Despite nearly constant track work, broken escalators, and elevators that occasionally break midway between the ground and the underground, the DC metro can be an efficient way to get around the city. Every time I’m on the train though, I’m struck by the completely bizarre mishmash of randos around me. Maybe it’s because I work from home so I rarely come into contact with other human beings anymore, but riding public transportation at rush hour makes for some excellent people watching.
Here are five of The Usual Suspects you can expect to find on the DC Metro.
The Sick Person
There’s nothing I hate more than sick people. Sick people should stay home, pull the covers over their heads, and sleep until they’re healthy. So, when an otherwise cute girl gets on the metro hacking up chunks of her esophagus, I immediately give her my devil eyes. COVER YOUR MOUTH. ARE YOU KIDDING ME? Seriously, why do people think they aren’t gross?
The Aggressive Nose Breather
While most would agree that nose breathers are better than orange-juice-breath mouth breathers, the aggressive nose breather is an all too common sight on the metro. This person is usually male, usually slightly overweight, and usually between the ages of 50 and 70. You may find there is too much of an overly spicy cologne seeping from his pores, gel in his hair, and his face is shaved mostly free of stubble. It’s not uncommon to see the aggressive nose breather with a mint or cherry-scented cough drop rolling around his tongue – possibly causing the noisy exit of air from his nasal cavity. Phfff. Phhhhf.
The New York Girl
DC is an important city but we are not a cool city. Well, I mean, I kind of think we’re cool, but my friends who visit from bigger cities tell me otherwise. Of course, New York girl is a regular public transit-er. She usually sports a look of sheer disdain for the humdrum DC world around her and she is decked out in outfits meant for a very different environment. In DC, it is sensible to wear flats. It is sensible to wear a warm coat in the wintertime. It is sensible to put on your Ann Taylor suit separates, smear chapstick on your lips, and run a comb through your wet hair before you head to your very dull non-profit job on 16th street. New York girl ignores what is sensible in this city. Her stilettos add five inches of height and five spoonfuls of “I don’t belong here”. Her overly glossy lips scream “LOOK AT THIS PERFECT POUT I DON’T BELONG HERE”. Her keratin sleek locks say to DC girls “your hair is frizzy mine is not so clearly I don’t belong here.”

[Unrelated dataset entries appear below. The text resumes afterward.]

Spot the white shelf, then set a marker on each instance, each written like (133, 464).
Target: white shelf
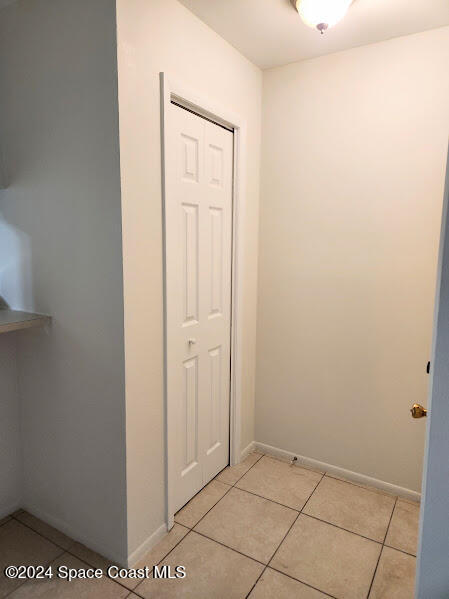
(13, 320)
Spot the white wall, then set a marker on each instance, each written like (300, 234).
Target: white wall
(354, 148)
(10, 447)
(59, 125)
(162, 35)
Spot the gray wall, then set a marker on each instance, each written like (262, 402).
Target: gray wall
(10, 451)
(59, 126)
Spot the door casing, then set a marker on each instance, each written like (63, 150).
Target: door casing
(204, 106)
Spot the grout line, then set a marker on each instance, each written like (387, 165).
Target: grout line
(191, 529)
(302, 582)
(400, 550)
(283, 538)
(381, 551)
(294, 521)
(254, 559)
(357, 534)
(363, 486)
(288, 507)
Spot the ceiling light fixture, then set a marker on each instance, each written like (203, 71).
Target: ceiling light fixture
(322, 14)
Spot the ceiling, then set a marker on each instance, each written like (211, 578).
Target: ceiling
(270, 33)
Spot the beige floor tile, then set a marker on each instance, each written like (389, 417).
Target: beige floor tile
(158, 552)
(90, 557)
(354, 508)
(395, 576)
(278, 481)
(212, 571)
(274, 585)
(45, 529)
(199, 505)
(333, 560)
(58, 588)
(231, 474)
(21, 546)
(248, 523)
(403, 531)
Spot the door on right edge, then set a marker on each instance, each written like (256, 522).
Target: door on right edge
(432, 580)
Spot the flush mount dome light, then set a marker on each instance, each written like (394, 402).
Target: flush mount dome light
(322, 14)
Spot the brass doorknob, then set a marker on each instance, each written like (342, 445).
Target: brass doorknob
(418, 411)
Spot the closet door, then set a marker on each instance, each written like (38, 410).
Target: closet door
(198, 238)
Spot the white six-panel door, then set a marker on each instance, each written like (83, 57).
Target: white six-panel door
(198, 240)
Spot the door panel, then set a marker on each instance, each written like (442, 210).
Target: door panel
(432, 580)
(198, 239)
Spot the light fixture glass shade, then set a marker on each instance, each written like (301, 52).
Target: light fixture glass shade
(322, 14)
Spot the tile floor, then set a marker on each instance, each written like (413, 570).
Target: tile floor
(262, 529)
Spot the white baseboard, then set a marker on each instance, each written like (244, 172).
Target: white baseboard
(148, 544)
(121, 560)
(248, 449)
(67, 529)
(9, 509)
(337, 471)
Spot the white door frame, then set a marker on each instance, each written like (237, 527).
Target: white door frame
(204, 106)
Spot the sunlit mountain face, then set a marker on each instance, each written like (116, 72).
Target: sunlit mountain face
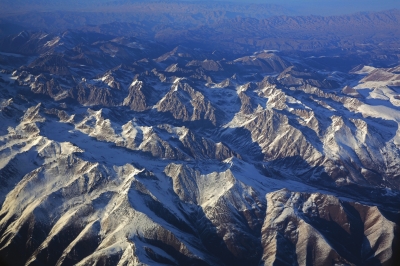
(199, 133)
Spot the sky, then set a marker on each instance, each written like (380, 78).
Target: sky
(328, 7)
(297, 7)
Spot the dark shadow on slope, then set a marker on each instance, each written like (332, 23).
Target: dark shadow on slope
(215, 244)
(362, 247)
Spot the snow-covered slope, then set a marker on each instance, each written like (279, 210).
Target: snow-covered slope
(111, 156)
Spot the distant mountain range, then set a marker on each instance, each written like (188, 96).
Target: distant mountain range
(180, 24)
(116, 150)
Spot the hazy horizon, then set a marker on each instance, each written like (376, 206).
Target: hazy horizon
(293, 7)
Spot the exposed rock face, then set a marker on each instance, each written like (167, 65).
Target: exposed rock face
(296, 231)
(111, 157)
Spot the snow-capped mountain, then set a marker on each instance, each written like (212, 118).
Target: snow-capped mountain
(117, 151)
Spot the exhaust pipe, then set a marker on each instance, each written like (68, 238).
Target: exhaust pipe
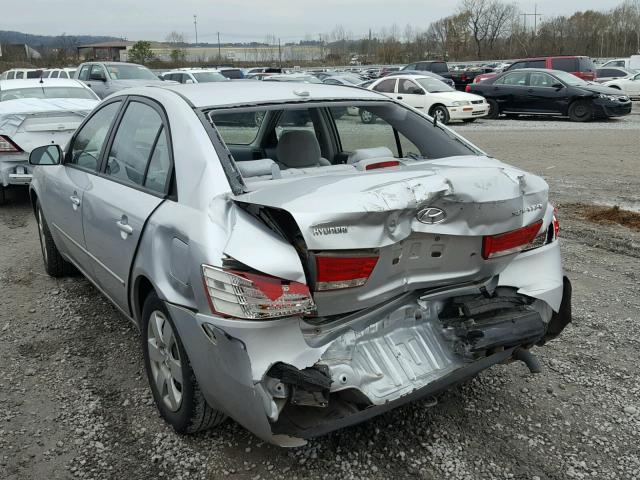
(529, 359)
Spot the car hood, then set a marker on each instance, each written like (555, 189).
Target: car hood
(140, 83)
(27, 106)
(449, 97)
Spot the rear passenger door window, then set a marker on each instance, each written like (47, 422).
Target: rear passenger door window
(87, 144)
(134, 147)
(84, 73)
(565, 64)
(386, 86)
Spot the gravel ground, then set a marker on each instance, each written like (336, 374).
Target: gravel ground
(74, 401)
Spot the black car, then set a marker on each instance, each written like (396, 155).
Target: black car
(550, 92)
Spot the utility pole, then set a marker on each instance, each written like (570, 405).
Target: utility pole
(195, 26)
(535, 16)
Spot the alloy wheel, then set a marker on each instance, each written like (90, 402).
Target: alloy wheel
(165, 361)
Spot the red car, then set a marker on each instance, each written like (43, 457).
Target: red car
(581, 67)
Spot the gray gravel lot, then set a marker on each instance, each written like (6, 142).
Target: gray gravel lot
(74, 401)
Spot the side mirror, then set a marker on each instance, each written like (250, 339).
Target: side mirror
(46, 155)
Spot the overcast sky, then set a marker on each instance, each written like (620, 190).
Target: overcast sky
(240, 20)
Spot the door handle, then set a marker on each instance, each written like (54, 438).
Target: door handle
(124, 227)
(75, 200)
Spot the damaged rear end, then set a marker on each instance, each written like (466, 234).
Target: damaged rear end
(380, 287)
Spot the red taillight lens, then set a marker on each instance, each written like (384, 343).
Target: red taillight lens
(8, 146)
(334, 272)
(377, 165)
(254, 296)
(556, 224)
(510, 242)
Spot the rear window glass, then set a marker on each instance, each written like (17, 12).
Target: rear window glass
(565, 64)
(587, 65)
(238, 128)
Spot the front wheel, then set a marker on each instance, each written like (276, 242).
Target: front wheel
(580, 111)
(494, 109)
(54, 264)
(173, 384)
(440, 113)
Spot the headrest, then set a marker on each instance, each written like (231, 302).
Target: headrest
(367, 153)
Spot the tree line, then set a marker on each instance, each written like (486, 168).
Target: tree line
(494, 29)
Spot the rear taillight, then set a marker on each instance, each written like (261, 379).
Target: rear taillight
(385, 164)
(8, 146)
(254, 296)
(510, 242)
(556, 224)
(334, 271)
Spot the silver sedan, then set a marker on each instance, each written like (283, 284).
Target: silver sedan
(291, 267)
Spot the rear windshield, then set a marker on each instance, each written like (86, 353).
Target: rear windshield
(233, 73)
(130, 72)
(47, 92)
(439, 67)
(361, 129)
(565, 64)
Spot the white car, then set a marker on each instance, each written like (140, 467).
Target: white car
(629, 85)
(59, 73)
(21, 73)
(431, 96)
(194, 76)
(36, 112)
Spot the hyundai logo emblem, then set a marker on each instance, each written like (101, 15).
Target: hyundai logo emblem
(431, 215)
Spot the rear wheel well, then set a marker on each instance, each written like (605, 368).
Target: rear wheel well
(34, 199)
(143, 287)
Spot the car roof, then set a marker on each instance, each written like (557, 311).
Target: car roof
(35, 82)
(219, 94)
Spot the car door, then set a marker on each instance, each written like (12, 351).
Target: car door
(386, 86)
(408, 93)
(64, 191)
(541, 96)
(509, 91)
(98, 81)
(133, 182)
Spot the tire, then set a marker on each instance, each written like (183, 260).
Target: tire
(580, 111)
(494, 109)
(258, 118)
(173, 384)
(441, 113)
(367, 117)
(54, 264)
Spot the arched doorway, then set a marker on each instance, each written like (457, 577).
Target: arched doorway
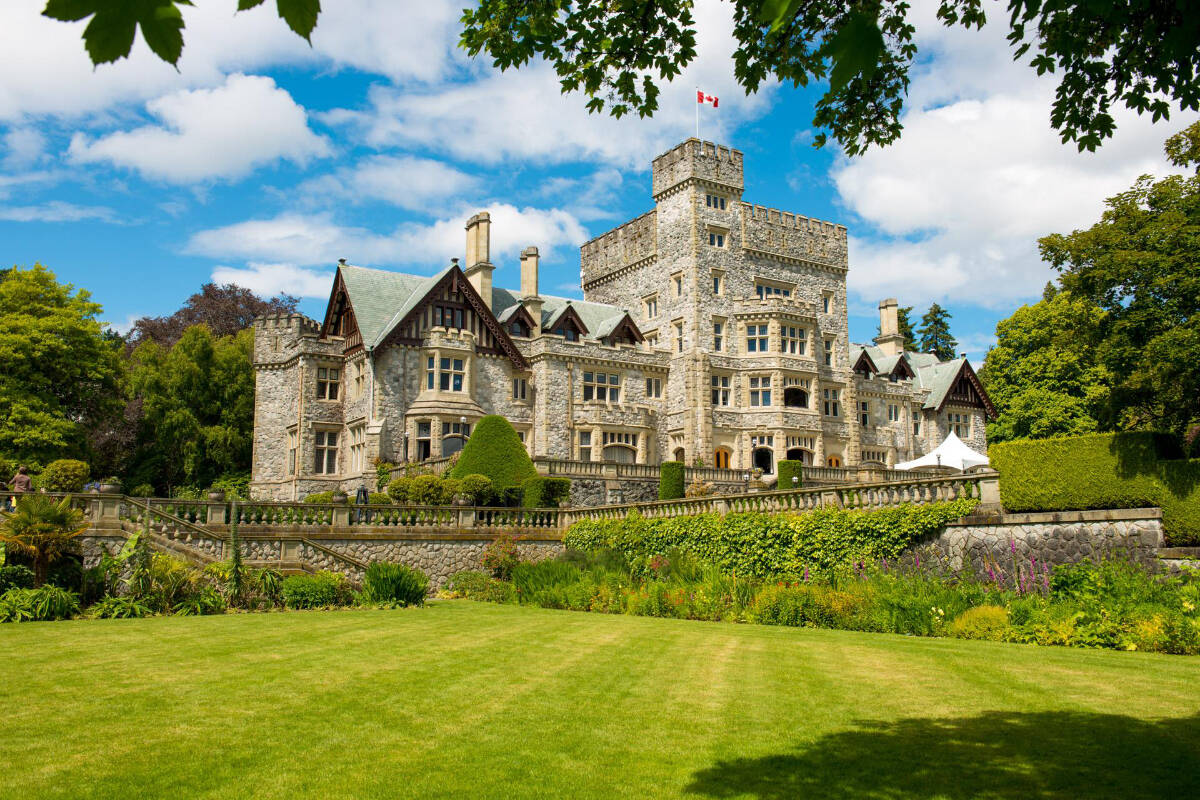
(801, 455)
(796, 397)
(765, 459)
(619, 455)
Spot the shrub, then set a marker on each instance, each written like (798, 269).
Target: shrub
(322, 498)
(546, 492)
(495, 450)
(501, 557)
(16, 576)
(426, 491)
(478, 585)
(1103, 470)
(124, 607)
(64, 475)
(205, 601)
(531, 578)
(981, 623)
(318, 590)
(385, 582)
(400, 488)
(789, 469)
(671, 480)
(37, 605)
(478, 488)
(765, 543)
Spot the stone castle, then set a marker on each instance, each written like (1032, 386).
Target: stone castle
(712, 331)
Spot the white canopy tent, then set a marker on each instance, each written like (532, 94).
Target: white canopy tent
(952, 452)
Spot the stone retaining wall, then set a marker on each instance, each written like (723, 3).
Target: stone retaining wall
(1053, 539)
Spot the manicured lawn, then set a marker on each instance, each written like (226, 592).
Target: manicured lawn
(465, 699)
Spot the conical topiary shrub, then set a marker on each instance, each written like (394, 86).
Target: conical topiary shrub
(495, 450)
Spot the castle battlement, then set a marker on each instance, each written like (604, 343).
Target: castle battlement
(695, 160)
(629, 244)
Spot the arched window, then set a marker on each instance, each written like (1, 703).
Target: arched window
(801, 455)
(765, 459)
(796, 397)
(619, 455)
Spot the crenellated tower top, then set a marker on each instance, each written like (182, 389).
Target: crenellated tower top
(699, 161)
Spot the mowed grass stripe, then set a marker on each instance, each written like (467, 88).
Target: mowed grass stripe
(461, 698)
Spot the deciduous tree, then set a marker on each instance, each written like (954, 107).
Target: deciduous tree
(59, 372)
(1043, 373)
(1141, 265)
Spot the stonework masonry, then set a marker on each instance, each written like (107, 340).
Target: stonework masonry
(712, 331)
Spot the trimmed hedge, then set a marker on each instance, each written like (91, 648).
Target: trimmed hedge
(786, 470)
(495, 450)
(671, 480)
(546, 492)
(1103, 470)
(64, 475)
(768, 543)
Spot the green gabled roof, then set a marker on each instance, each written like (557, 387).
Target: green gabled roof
(934, 376)
(599, 318)
(382, 298)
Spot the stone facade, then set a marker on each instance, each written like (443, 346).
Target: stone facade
(1051, 539)
(712, 331)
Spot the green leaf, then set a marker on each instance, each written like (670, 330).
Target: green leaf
(109, 35)
(856, 49)
(163, 31)
(300, 16)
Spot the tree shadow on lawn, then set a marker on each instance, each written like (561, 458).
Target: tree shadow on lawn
(995, 755)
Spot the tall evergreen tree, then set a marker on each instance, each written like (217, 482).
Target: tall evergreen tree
(904, 324)
(935, 334)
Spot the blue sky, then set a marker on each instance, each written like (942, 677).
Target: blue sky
(262, 161)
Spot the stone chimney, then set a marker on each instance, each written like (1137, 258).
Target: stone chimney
(529, 295)
(479, 247)
(889, 338)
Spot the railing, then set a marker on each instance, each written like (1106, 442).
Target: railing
(868, 495)
(209, 519)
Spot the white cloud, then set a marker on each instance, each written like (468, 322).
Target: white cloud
(316, 239)
(45, 68)
(523, 115)
(269, 280)
(204, 133)
(406, 181)
(954, 209)
(57, 211)
(23, 148)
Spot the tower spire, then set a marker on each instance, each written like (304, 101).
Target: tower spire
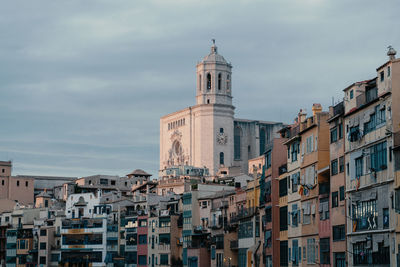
(213, 47)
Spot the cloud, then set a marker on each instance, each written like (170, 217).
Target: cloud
(83, 84)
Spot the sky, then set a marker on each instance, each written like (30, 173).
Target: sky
(83, 84)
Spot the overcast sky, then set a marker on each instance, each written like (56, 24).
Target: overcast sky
(84, 83)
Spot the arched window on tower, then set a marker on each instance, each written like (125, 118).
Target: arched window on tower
(208, 81)
(262, 141)
(200, 82)
(236, 139)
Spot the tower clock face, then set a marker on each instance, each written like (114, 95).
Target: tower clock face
(222, 138)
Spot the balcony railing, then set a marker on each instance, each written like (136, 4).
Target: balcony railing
(234, 244)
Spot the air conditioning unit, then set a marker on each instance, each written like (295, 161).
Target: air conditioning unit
(164, 212)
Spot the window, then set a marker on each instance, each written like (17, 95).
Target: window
(164, 259)
(142, 239)
(164, 239)
(295, 252)
(365, 215)
(208, 81)
(341, 193)
(142, 223)
(237, 136)
(340, 130)
(142, 260)
(295, 181)
(396, 201)
(283, 218)
(340, 259)
(283, 187)
(354, 133)
(376, 119)
(283, 247)
(268, 239)
(334, 167)
(334, 199)
(295, 215)
(359, 167)
(268, 159)
(22, 244)
(324, 249)
(385, 218)
(306, 213)
(295, 149)
(341, 164)
(268, 214)
(55, 257)
(378, 157)
(339, 233)
(334, 135)
(311, 250)
(324, 209)
(245, 229)
(262, 141)
(199, 82)
(310, 144)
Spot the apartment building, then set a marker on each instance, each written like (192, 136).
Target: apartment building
(369, 143)
(294, 228)
(337, 186)
(314, 190)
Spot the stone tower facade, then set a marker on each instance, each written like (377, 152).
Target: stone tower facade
(207, 134)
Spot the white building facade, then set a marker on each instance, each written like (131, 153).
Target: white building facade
(207, 134)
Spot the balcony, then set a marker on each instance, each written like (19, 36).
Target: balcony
(82, 223)
(244, 213)
(164, 247)
(324, 189)
(234, 244)
(396, 140)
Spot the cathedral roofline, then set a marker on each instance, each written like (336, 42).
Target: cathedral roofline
(260, 121)
(196, 106)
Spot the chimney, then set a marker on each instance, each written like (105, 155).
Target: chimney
(302, 116)
(391, 53)
(317, 108)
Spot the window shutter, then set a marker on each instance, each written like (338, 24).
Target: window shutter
(316, 143)
(311, 143)
(367, 163)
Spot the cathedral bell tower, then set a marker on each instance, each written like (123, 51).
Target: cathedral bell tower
(214, 76)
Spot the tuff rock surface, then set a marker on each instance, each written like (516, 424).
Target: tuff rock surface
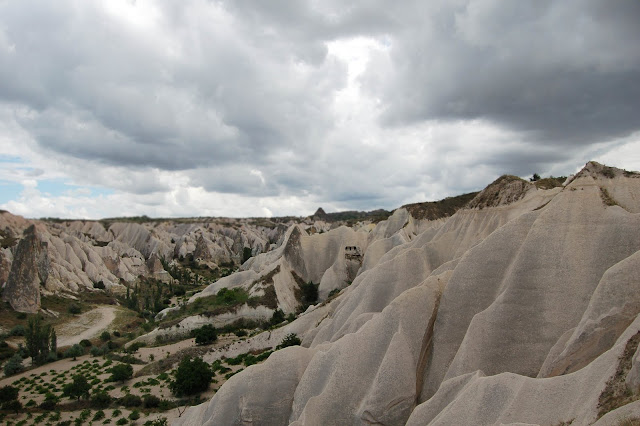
(29, 272)
(514, 310)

You know that large, sexually ambiguous person who gets on the metro and immediately sits down next to you, wedging you up against the sticky window? Yeah you do. Well, is it a guy? Is it a girl? Those are boobs, right? But, you could almost swear that is some legit stubble under his/her chin. Wait, maybe it’s man boobs? No… it looks like he/she’s rocking some hips too. Hold up. Time to check for the adam’s apple. Oh. Of course – there’s a gender-neutral scarf wrapped around the base of their neck completely obscuring the one little bit of proof that might indicate their sex (barring the sight of an actual reproductive organ). Meh – whatever. You’ll try not to stare and just assume it’s someone “in transition”.
The Lone Child
It’s like – are you four? Are you eleven? Where are your parents? No matter the time of day, it’s almost a guarantee that you’ll spot a small, seemingly parent-less child wandering the train. If you weren’t super stressed on your morning commute, you’d stop and ask if they needed help but you just don’t have time for other people right now. You have the Express to skim and a latte to finish before your stop.